In July 2016, UNC Hospitals received site approval to build the tower south of the Ambulatory Patient Care Facility. The plan was shown to the Board of Trustees in November 2017, and the project was presented for design approval at the March 2018 Board of Trustees meeting.
Other sites were considered but the tower will now be constructed directly in front of the N.C. Memorial Hospital, where there is currently only a parking lot. This location should reduce the cost of the project while also staying out of the way nearby ambulance bays during its construction.
The operating rooms that are currently being used were constructed in 1952. According to a press release the new surgical tower will replace the aging facilities which are small by modern standards, especially for complex operations that require large teams of surgeons and do not meet current code or recommended guidelines.
“It is definitely a need for UNC to develop and build this OR tower so that we can have state of the art operating rooms, so that we can provide the patients of North Carolina the state-of-the-art care, high-quality state of the art care,” said Dr. Melina Kibbe, chairperson of the department of surgery, previously to the DTH in September 2016.
“The program for the 7-story surgical tower will include 24 operating rooms, waiting rooms on each floor, 56 pre/post-operative care areas that are adjacent to the ORs and 56 ICU beds,” according to Associate Vice Chancellor Anna Wu during a Board of Trustees Meeting.
Architecturally, the tower should give UNC hospitals a more unified appearance. The building's height will be close to the height of the N.C. Memorial Hospital, which it sits directly in front of, and the exterior of the tower is intended to complement the NC Cancer Hospital.

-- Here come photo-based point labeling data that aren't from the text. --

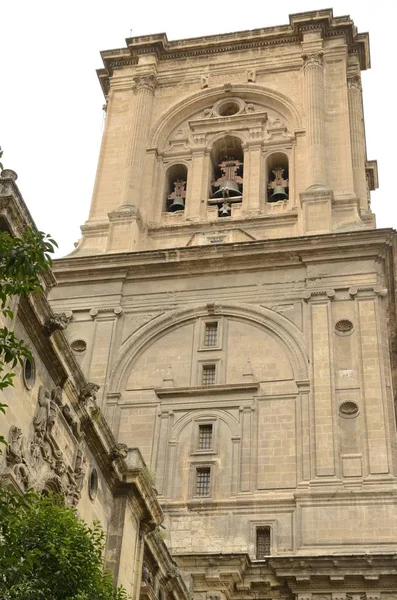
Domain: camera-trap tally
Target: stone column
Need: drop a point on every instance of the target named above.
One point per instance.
(252, 176)
(105, 326)
(313, 66)
(197, 184)
(323, 390)
(145, 85)
(357, 133)
(162, 452)
(246, 441)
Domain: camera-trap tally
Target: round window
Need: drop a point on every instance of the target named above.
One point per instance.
(79, 346)
(93, 484)
(228, 108)
(29, 373)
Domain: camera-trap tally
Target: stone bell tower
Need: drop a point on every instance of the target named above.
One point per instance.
(235, 304)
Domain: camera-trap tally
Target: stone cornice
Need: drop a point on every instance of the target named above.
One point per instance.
(276, 252)
(159, 46)
(209, 390)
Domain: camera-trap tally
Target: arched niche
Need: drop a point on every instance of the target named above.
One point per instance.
(191, 106)
(176, 177)
(277, 177)
(287, 335)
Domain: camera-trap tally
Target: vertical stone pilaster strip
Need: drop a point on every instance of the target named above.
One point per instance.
(304, 432)
(246, 463)
(235, 464)
(357, 136)
(196, 184)
(313, 67)
(162, 453)
(145, 86)
(372, 388)
(252, 177)
(322, 390)
(105, 324)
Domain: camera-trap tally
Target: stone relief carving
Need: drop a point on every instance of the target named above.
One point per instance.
(15, 456)
(58, 322)
(88, 393)
(52, 461)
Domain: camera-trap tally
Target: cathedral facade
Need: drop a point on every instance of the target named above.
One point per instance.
(234, 305)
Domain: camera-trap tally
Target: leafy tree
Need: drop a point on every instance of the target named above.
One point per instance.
(22, 261)
(48, 553)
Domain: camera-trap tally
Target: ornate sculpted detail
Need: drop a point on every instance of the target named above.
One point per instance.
(15, 456)
(348, 409)
(204, 81)
(145, 82)
(354, 82)
(44, 419)
(329, 293)
(88, 394)
(58, 322)
(118, 451)
(344, 327)
(314, 60)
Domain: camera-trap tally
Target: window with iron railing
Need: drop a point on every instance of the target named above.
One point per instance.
(203, 480)
(263, 542)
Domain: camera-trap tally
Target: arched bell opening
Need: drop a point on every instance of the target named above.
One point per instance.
(175, 188)
(227, 158)
(277, 173)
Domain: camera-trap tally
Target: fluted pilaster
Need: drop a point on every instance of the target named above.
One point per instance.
(145, 86)
(314, 98)
(357, 137)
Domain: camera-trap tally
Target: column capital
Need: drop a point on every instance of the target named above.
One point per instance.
(146, 81)
(354, 82)
(313, 60)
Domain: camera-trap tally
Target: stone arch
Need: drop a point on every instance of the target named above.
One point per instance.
(284, 330)
(208, 413)
(195, 102)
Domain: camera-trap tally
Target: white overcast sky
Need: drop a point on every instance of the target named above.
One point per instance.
(51, 116)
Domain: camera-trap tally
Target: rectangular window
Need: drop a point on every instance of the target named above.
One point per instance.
(262, 542)
(205, 437)
(211, 334)
(208, 375)
(203, 475)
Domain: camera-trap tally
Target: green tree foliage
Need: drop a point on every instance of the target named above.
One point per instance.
(22, 261)
(48, 553)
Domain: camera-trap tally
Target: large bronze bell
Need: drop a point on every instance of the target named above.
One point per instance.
(177, 204)
(225, 210)
(278, 194)
(227, 189)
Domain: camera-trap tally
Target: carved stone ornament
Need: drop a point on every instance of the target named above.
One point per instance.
(344, 327)
(15, 456)
(348, 409)
(58, 322)
(313, 61)
(354, 83)
(118, 451)
(88, 393)
(145, 82)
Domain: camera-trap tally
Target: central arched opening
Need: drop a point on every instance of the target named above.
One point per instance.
(227, 163)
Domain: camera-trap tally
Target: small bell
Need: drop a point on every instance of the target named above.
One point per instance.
(278, 194)
(278, 185)
(178, 204)
(225, 210)
(227, 189)
(177, 196)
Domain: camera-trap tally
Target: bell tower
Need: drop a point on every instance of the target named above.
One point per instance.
(257, 135)
(235, 303)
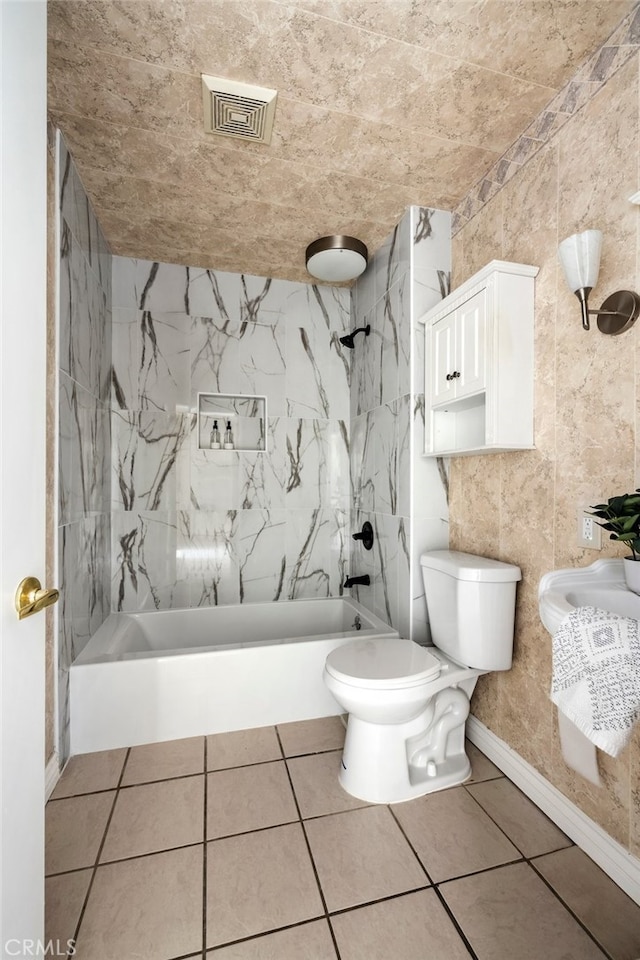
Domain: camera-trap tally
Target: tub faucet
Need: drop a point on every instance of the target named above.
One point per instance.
(352, 581)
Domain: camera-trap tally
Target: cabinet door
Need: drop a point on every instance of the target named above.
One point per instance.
(443, 385)
(471, 322)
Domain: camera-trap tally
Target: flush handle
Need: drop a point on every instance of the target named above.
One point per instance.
(31, 598)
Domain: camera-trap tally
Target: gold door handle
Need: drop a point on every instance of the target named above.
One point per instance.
(31, 598)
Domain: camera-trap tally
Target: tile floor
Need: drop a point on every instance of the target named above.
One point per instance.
(243, 846)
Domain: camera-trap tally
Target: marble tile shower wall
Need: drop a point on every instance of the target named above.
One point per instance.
(406, 276)
(84, 300)
(192, 526)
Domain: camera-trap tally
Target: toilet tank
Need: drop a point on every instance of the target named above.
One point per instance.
(471, 603)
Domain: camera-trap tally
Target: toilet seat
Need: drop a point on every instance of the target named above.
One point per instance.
(390, 664)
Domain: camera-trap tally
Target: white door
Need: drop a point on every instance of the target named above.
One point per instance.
(443, 384)
(22, 468)
(471, 320)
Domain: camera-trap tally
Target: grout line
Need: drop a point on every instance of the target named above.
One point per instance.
(385, 899)
(569, 910)
(411, 846)
(97, 861)
(312, 861)
(454, 921)
(265, 933)
(204, 857)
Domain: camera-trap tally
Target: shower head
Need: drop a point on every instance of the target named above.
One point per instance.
(347, 340)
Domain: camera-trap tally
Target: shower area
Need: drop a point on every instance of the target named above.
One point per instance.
(151, 519)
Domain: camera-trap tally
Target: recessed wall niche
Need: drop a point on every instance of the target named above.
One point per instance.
(246, 416)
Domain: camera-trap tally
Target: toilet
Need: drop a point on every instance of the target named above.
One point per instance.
(408, 704)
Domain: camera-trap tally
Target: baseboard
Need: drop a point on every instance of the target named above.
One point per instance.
(51, 775)
(618, 863)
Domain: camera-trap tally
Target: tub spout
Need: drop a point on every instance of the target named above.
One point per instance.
(352, 581)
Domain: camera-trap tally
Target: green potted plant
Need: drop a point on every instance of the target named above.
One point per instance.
(621, 516)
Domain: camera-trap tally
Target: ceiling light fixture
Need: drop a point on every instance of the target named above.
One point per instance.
(580, 258)
(336, 258)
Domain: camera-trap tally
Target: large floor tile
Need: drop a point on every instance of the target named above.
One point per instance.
(316, 786)
(242, 747)
(154, 817)
(611, 916)
(362, 856)
(510, 912)
(258, 882)
(248, 798)
(74, 831)
(412, 927)
(63, 898)
(310, 941)
(311, 736)
(452, 835)
(149, 908)
(525, 825)
(159, 761)
(90, 772)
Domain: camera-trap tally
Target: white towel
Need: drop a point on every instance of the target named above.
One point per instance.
(596, 675)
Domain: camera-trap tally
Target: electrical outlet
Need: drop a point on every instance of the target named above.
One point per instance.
(589, 532)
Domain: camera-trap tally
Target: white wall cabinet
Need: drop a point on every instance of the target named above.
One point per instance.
(479, 364)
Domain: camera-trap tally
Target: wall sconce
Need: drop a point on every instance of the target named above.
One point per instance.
(580, 258)
(336, 258)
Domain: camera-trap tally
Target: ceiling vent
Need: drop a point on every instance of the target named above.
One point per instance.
(238, 109)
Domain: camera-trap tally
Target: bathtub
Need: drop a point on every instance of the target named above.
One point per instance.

According to Director of Communications at UNC Health Care Phil Bridges, the towers will expand surgical theaters from an average of 450 sq. ft. to 650 sq. ft., with some being as large as 1,000 sq. ft. Ceiling heights in the operating rooms will be raised from 11 ft. to 22 ft.
Construction of the surgical tower is scheduled to begin September 15th and end by February 2022. The budget is anticipated to be $290 million.